Vamos ver, então, a narrativa dessa organização de extrema direita que é a Anistia Internacional.

No seu relatório de 2022 sobre a situação dos direitos humanos nos diferentes países, a Anistia Internacional resumiu o que se passa na Venezuela de maneira até branda:

“Falta de acesso a direitos econômicos e sociais permanecem uma séria preocupação, com a maioria da população experimentando severa insegurança alimentar e impossibilidade de acesso a assistência médica adequada.

“As forças de segurança responderam com força excessiva e outras medidas repressivas a protestos de vários setores da população, para reivindicar direitos econômicos e sociais, incluindo o direito à água. A impunidade para as execuções extrajudiciais em curso pelas forças de segurança persistiu.

“Os serviços de inteligência e outras forças de segurança, com a aquiescência do sistema judicial, continuaram a deter, a torturar e a maltratar arbitrariamente aqueles que são considerados opositores do governo de Nicolás Maduro.

“Um relatório da Missão de Averiguação das Nações Unidas na Venezuela expôs padrões de crimes contra a humanidade e pediu investigações sobre vários funcionários do governo nomeados.

”As condições das prisões continuaram a ser uma grande preocupação, especialmente em relação à superlotação e ao uso de centros de detenção ilegais, bem como ao acesso a direitos básicos, como água e comida.

“Apesar da adoção de reformas legais da administração da justiça, o acesso ao direito à verdade e à reparação das vítimas de violações de direitos humanos permaneceu um desafio. Entre 240 e 310 pessoas continuaram detidas arbitrariamente por motivos políticos.

“As políticas repressivas do estado visavam a jornalistas, mídia independente e defensores dos direitos humanos.

“A mineração ilegal e violência ameaçaram os direitos dos povos indígenas no Arco Mineiro do Orinoco. O aborto ainda era criminalizado em quase todas as circunstâncias. A violência contra as mulheres persistiu, a despeito da moldura legal existente. Não houve progresso para assegurar os direitos da população LGBTI. Até o final do ano, mais de 7,1 milhões de venezuelanos haviam fugido do país.”

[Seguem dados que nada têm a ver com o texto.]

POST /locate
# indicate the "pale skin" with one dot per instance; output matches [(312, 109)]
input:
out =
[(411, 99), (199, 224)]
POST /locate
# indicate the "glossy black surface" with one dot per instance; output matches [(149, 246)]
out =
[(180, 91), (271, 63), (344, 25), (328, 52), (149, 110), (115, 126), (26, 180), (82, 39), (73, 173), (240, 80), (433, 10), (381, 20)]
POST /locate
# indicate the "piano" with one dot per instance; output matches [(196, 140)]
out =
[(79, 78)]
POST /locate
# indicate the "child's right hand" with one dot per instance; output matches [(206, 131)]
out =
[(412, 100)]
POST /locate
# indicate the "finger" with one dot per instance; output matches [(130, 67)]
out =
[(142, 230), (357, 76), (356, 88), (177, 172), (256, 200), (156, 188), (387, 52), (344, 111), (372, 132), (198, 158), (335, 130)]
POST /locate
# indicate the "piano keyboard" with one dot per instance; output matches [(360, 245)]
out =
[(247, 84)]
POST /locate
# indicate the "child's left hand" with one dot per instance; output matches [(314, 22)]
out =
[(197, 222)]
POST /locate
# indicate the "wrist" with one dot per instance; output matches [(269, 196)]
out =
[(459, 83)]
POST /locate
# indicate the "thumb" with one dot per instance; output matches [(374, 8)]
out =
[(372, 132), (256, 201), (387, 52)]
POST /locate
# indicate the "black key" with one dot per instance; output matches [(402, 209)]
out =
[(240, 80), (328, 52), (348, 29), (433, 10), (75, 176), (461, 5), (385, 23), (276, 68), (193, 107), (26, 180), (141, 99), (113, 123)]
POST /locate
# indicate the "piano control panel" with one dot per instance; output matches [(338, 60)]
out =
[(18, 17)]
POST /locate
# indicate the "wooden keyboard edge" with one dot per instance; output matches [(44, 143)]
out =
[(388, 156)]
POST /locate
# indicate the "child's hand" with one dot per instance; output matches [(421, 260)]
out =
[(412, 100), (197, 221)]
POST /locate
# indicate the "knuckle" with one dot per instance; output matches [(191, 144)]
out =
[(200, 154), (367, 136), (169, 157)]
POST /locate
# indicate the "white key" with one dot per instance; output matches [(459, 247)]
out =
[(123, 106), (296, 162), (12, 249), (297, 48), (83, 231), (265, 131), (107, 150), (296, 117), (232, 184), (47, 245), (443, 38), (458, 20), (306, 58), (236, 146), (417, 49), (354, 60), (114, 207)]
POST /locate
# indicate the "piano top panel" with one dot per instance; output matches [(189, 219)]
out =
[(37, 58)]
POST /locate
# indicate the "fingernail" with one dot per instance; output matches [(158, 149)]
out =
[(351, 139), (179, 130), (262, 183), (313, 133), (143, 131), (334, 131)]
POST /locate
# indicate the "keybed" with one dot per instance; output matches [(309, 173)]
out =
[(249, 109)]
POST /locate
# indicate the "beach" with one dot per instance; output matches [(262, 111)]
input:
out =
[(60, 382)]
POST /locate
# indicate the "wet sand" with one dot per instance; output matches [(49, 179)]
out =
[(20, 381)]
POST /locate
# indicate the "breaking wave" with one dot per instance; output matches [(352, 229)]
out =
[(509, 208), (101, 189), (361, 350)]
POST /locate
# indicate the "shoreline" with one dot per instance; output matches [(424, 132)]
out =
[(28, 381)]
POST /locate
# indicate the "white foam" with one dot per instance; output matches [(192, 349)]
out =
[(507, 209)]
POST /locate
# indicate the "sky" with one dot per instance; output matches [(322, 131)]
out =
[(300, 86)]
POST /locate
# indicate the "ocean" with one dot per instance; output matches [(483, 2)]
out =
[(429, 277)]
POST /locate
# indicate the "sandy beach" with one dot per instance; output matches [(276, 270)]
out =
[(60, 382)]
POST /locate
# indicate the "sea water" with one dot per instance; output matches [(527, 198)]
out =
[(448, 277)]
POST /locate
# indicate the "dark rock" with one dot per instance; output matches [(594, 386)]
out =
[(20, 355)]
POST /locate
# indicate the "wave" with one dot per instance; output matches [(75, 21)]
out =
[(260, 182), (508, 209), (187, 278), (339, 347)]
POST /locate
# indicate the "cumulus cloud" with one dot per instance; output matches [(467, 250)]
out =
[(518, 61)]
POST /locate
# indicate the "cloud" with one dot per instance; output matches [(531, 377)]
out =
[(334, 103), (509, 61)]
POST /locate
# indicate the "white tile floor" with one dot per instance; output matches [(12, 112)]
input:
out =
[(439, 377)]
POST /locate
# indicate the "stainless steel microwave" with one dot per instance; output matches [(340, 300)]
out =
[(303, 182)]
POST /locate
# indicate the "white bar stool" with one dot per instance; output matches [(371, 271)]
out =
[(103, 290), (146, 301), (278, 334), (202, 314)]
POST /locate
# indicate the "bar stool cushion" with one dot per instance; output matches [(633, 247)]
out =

Faltou dizer que as últimas eleiçōes razoavelmente livres na Venezuela datam de 2015. Faltou falar sobre a corrupção chavista e o envolvimento de Nicolás Maduro com o narcotráfico.

Petistas dirão que o relatório da Anistia Internacional sobre os direitos humanos no Brasil de 2022, então governado por Jair Bolsonaro, era ruim também (sem relativizar, quando é que não foi?). A comparação é desonesta.

A crônica situação brasileira em matéria de direitos humanos não se compara nem de longe à de um país do qual o equivalente a um quarto da população atual fugiu, escapou, escafedeu-se, por causa da repressão política do regime ditatorial iniciado por Hugo Chávez e agravado por Nicolás Maduro. Repressão política combinada à tragédia econômica resultante da destruição contínua e meticulosa da livre-iniciativa e do direito de propriedade.

Repita-se: mais de 7 milhōes de cidadãos venezuelanos, das diferentes camadas sociais, fugiram do país. Em termos proporcionais, é como se 50 milhōes de brasileiros houvessem saído do Brasil. Mas, para o inquilino petista do Palácio do Planalto, o fato é fruto de “narrativa”.

A acolhida calorosa de Lula e do PT a Nicolás Maduro,coerente com o restante da sua política exterior, serve para que o ditador venezuelano faça propaganda da sua legitimidade inexistente e se sinta ainda mais à vontade para reprimir, prender, torturar e matar opositores da democradura da qual é o maior canastrão. O único avanço dessa operação lulopetista de lavagem de ditador, certamente não um avanço real para os venezuelanos, poderá ser em alguma dissimulação.

A ponte que Lula afirma querer criar entre Nicolás Maduro, homem muito mau, e a oposição tem mão única, a chavista. É histórico: Lula fez, Lula faz a alegria da ditadura na Venezuela. Tal é o nosso democrata.